Last Thursday, I was scrolling through my bookmarks — the graveyard where interesting links go to die — when my former labmate Sam sent me a message: "Elena, drop everything. SkyPilot just published the autoresearch scaling results."
I did not drop everything. I was eating pad thai and was not about to let it get cold. But I did open the tab, and by the time I finished eating, my pad thai was cold anyway because I had been reading for twenty minutes straight.
Here is the short version: they took Andrej Karpathy's autoresearch project — a system where a coding agent autonomously improves a neural network training script — and gave it access to 16 GPUs on a Kubernetes cluster. Over 8 hours, it submitted approximately 910 experiments and reduced validation loss (val_bpb) from 1.003 to 0.974. A 2.87% improvement over baseline.
That does not sound dramatic until you realize the sequential baseline would have taken 72 hours to reach the same result. The parallel version got there in 8. That is a 9x speedup.
But the really interesting part is not the speedup. It is how the agent changed its behavior when it had more resources.

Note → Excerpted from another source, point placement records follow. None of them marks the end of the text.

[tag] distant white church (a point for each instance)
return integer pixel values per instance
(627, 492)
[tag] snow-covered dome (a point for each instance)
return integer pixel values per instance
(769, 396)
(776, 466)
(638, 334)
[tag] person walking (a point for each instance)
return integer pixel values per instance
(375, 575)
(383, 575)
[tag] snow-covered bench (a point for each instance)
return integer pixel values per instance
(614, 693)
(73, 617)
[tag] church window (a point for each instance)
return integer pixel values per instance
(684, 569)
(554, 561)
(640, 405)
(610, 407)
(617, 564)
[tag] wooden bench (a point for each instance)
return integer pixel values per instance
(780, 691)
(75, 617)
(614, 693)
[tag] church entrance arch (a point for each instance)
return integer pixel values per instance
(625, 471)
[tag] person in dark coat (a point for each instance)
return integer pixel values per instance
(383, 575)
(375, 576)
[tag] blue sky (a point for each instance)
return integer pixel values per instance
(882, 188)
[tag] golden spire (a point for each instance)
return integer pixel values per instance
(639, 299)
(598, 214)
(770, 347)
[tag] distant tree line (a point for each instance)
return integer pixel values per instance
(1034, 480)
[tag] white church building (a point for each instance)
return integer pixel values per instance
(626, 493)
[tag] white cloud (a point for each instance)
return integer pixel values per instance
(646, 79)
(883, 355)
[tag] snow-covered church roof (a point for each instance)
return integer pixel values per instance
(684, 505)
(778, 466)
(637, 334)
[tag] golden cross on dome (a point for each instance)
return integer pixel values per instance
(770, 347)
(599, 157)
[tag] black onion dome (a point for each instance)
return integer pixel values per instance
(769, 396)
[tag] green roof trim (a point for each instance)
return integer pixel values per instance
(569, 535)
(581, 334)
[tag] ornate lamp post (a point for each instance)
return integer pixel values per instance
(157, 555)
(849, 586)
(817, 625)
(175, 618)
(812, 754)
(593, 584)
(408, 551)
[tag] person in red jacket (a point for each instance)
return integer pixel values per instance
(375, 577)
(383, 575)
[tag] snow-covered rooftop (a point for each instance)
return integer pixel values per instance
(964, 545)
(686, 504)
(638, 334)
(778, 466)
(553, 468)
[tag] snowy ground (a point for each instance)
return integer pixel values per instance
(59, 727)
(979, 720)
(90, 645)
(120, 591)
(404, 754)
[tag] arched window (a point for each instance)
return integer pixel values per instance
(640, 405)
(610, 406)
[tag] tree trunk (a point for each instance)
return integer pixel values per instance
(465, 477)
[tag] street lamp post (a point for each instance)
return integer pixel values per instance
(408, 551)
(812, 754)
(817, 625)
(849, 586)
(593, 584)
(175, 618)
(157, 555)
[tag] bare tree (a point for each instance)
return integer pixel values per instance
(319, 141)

What Is Autoresearch, and Why Should You Care?
Autoresearch is deceptively simple. It has three files:
- prepare.py — downloads data, trains a tokenizer, provides the dataloader. The agent cannot touch this.
- train.py — the GPT model, optimizer, and training loop. This is the only file the agent modifies.
- program.md — instructions telling the agent what to change, how to evaluate, and when to keep or discard changes.
The constraint: a fixed 5-minute wall-clock training budget per experiment. The agent's job is to minimize validation bits per byte within that window. Architecture, hyperparameters, optimizer settings, batch size, model depth — everything in train.py is fair game.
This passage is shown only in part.